Algunos podrían pensar que era raro que un poli despedido eligiera trabajar en el Servicio Penitenciario, pero, a decir verdad, tampoco es que hubiera muchos otros trabajos potenciales para un exmadero.
No debería haber fisuras.
Torsfjäll y Hägerström se habían visto una vez más después de la reunión de la semana anterior. Hägerström quería saber más antes de decidirse.
Torsfjäll justificó la operación. Las probabilidades de que JW fuera uno de los responsables de un gigantesco sistema de blanqueo de dinero eran altas. Podía haber cientos de suecos involucrados. Desgraciadamente, la policía no sabía más que eso. Al parecer, JW lo manejaba con soltura.

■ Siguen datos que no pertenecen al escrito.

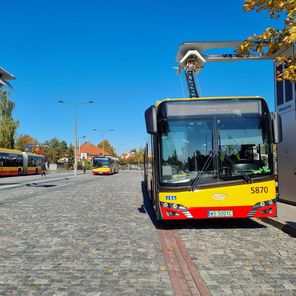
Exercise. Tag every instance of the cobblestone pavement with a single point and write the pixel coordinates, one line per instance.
(83, 236)
(242, 257)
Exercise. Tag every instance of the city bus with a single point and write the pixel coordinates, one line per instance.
(211, 157)
(15, 162)
(104, 165)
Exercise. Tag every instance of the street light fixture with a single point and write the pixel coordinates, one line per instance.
(75, 127)
(103, 133)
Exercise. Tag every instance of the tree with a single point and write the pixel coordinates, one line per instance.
(22, 142)
(54, 150)
(274, 38)
(8, 126)
(106, 146)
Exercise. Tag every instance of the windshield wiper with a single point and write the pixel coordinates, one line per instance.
(196, 180)
(234, 165)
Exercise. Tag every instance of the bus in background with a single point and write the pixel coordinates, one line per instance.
(104, 165)
(211, 158)
(15, 162)
(11, 162)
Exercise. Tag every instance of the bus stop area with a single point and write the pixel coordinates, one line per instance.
(286, 218)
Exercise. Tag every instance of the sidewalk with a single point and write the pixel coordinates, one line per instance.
(286, 219)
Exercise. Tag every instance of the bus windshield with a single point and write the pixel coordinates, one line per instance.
(101, 162)
(214, 149)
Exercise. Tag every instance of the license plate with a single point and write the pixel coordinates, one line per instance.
(220, 213)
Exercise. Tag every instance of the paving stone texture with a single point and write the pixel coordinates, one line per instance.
(83, 236)
(90, 235)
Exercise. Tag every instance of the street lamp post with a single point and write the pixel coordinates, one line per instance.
(103, 133)
(82, 137)
(75, 127)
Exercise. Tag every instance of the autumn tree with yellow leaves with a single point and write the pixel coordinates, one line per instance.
(272, 38)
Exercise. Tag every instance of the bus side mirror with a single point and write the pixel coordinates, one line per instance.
(277, 129)
(151, 120)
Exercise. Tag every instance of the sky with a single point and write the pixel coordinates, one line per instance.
(121, 55)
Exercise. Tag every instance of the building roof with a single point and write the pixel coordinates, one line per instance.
(92, 150)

Torsfjäll repasó los preparativos de Hägerström de cara a la misión: qué cosas debería estudiar, qué otro personal trabajaba en la cárcel, cómo había que interpretar el papel, cómo escenificarían el despido. Lo último: había que divulgar la noticia de que Hägerström dejaba la policía con la fuerza suficiente como para que llegara a los oídos de JW.